I watch my heirs, relish their audacity.
My children throw driftwood into the sea.
Last night’s rain bowed the stream. Water cranes to peek
above the rim, see beyond the channel of its world.
On green hillsides, scattered orange firs resemble
derelict sculpture, ignored rather than poisoned,
like a forest erected when we built bridges that threaten
to collapse from negligence. How could we fail
to maintain our means of traverse? I would find
another way to you, swim a raging torrent, tasting
with each dip of my face the rusted tang of failure.

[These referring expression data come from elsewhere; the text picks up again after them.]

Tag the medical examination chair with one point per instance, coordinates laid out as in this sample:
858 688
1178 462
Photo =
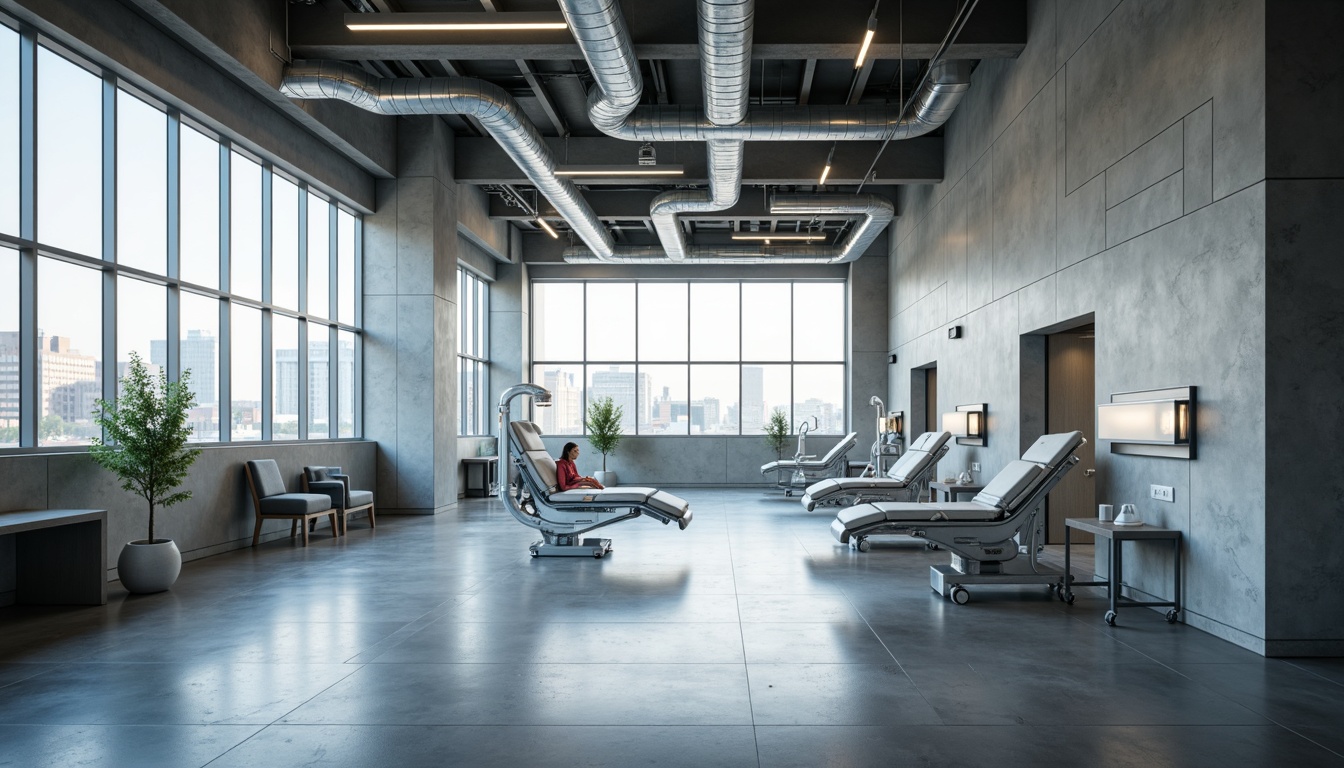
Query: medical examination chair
906 480
562 517
800 472
983 534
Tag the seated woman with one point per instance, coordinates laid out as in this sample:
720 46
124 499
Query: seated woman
567 475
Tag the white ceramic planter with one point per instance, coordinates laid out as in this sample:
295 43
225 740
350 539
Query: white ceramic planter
145 568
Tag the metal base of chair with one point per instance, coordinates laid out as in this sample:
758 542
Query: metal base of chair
569 546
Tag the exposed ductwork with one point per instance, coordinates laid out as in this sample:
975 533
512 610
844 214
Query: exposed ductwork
723 123
726 70
488 104
932 105
876 213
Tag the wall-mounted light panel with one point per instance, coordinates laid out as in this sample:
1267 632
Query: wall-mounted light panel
969 424
1149 423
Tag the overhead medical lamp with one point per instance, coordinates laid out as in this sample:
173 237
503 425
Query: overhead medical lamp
968 424
1151 423
479 22
867 36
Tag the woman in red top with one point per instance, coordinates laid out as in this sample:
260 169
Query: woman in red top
567 475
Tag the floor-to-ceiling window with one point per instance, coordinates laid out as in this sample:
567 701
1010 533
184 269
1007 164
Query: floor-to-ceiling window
473 365
690 357
127 227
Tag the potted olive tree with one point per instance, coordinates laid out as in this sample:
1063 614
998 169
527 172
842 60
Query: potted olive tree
604 425
144 444
777 432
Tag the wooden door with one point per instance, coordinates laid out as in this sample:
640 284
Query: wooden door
1070 404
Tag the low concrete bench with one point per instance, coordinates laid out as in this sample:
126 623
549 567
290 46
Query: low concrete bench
61 556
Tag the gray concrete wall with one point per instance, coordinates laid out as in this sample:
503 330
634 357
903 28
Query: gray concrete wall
410 323
692 462
1114 171
113 35
1304 328
217 518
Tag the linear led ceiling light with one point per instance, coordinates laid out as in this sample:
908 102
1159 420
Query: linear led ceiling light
547 227
453 22
620 171
768 237
827 170
867 36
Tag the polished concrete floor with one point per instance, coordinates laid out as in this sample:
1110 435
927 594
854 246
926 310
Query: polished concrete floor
749 639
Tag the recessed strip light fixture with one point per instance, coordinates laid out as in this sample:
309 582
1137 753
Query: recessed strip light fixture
827 170
620 171
453 22
547 227
768 237
867 36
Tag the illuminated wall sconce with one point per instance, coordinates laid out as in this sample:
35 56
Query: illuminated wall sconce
893 423
968 424
1149 423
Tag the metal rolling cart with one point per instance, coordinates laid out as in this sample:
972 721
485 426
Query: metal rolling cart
1116 535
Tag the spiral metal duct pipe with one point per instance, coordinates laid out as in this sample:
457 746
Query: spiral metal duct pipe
487 102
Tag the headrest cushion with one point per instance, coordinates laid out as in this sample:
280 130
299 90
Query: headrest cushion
1007 486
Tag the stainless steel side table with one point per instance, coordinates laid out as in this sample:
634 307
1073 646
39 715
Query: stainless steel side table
953 491
1116 535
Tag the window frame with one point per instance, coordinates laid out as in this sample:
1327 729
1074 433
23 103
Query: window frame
105 258
538 367
473 358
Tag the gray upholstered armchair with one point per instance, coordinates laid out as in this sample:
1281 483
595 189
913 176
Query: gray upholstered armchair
344 499
272 501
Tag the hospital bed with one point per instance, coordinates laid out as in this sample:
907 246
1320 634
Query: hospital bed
907 480
531 495
801 471
984 534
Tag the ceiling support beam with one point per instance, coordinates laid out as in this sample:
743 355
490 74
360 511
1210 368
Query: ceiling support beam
911 162
633 206
809 71
794 30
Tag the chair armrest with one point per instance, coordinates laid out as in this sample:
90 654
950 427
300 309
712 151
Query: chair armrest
332 488
344 482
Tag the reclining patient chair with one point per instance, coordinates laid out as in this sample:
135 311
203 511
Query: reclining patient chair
907 479
983 533
800 472
563 515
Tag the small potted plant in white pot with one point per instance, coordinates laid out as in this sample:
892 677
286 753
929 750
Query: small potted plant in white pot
777 432
604 425
144 443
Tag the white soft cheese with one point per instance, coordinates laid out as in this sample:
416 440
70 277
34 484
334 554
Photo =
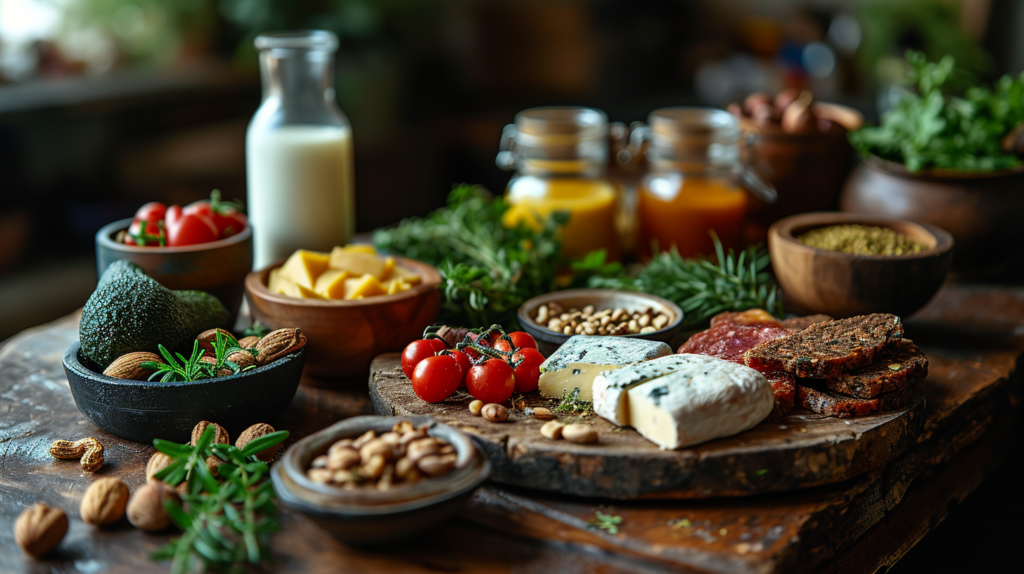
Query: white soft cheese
699 399
582 358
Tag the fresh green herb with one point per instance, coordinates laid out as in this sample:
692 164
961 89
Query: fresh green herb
702 289
171 370
256 329
571 404
224 524
181 369
931 129
608 523
487 269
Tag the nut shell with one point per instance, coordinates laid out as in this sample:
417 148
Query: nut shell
145 509
129 366
104 501
40 529
252 433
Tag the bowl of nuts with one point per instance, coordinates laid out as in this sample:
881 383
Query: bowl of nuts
373 480
552 318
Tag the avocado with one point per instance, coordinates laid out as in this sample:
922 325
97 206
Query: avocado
130 311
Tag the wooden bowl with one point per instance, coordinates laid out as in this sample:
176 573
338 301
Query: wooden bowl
218 267
842 284
345 336
371 517
142 410
549 341
981 211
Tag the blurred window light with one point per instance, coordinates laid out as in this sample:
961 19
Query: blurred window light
845 33
819 59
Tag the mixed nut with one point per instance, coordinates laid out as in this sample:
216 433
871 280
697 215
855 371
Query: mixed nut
250 352
402 455
589 320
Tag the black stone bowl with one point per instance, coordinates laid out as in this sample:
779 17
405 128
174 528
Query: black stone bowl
369 517
141 410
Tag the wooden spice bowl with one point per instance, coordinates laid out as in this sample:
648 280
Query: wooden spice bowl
549 341
345 336
372 517
842 284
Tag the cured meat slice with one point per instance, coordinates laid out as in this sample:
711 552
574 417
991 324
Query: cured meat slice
783 386
800 323
823 401
900 365
828 349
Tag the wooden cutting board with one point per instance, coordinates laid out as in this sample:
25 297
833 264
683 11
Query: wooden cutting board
804 450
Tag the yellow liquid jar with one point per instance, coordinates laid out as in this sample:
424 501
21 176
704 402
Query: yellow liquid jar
560 156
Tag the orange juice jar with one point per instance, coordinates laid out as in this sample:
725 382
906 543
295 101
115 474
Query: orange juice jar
693 183
560 155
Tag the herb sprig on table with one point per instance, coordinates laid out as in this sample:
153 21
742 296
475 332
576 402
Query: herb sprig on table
487 269
931 129
224 524
700 287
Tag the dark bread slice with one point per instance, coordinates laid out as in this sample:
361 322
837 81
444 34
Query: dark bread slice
813 396
783 386
900 365
827 349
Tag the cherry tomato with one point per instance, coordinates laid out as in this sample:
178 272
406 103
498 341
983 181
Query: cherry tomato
419 350
520 340
491 382
464 362
188 229
436 378
528 372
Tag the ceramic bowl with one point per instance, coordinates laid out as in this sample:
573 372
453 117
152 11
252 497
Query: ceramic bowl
218 267
142 410
549 341
842 284
981 211
345 336
371 517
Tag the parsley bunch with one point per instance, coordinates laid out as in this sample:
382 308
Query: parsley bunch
225 524
487 269
932 129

Distracted by thoughts of a crossing I won’t make,
it’s a verdant tree, lovely with life I curse when
I misjudge my cast. This is my own fault, no one else
to blame for a hook sunk to its barb in this summer’s
terminal growth. Wade ashore, cut the leader, leave
the mayfly perched above the current. Its name
—Ephemeroptera—gives a nod to its day in the sun.
Tie on line, knot nymph to tippet, eye the yellow
slice of sky backed by faience, by cobalt.
I wade in, cast again, try not to squander light.
Around me, trees agree on a color for night.
On the porch, close to 10pm. Enjoying
red wine, lingering rain, thunder moving off,
songs of at least three types of frog.
Lightning flashes at greater and greater
intervals, building tolerance for a gap
that will carry to the next storm.
This is when I replay our conversation
wonder why you wondered
what I meant. And also wonder if
I should remark to you, inside, about
the storm as it subsides. Something obvious,
a point of sure agreement. The darkness
rather than what’s in it. With no flashes
I see the sheen of the screen. Pixeled black
covers the yard, drowns the pond,
obscures field and forest and sky. Night
tries to mist onto the porch like rain, pool
with shadows. The candle keeps it at bay.
I’m on the bright side listening to frogs,
replayed conversation, and receding thunder
until it’s time to blow out the flame.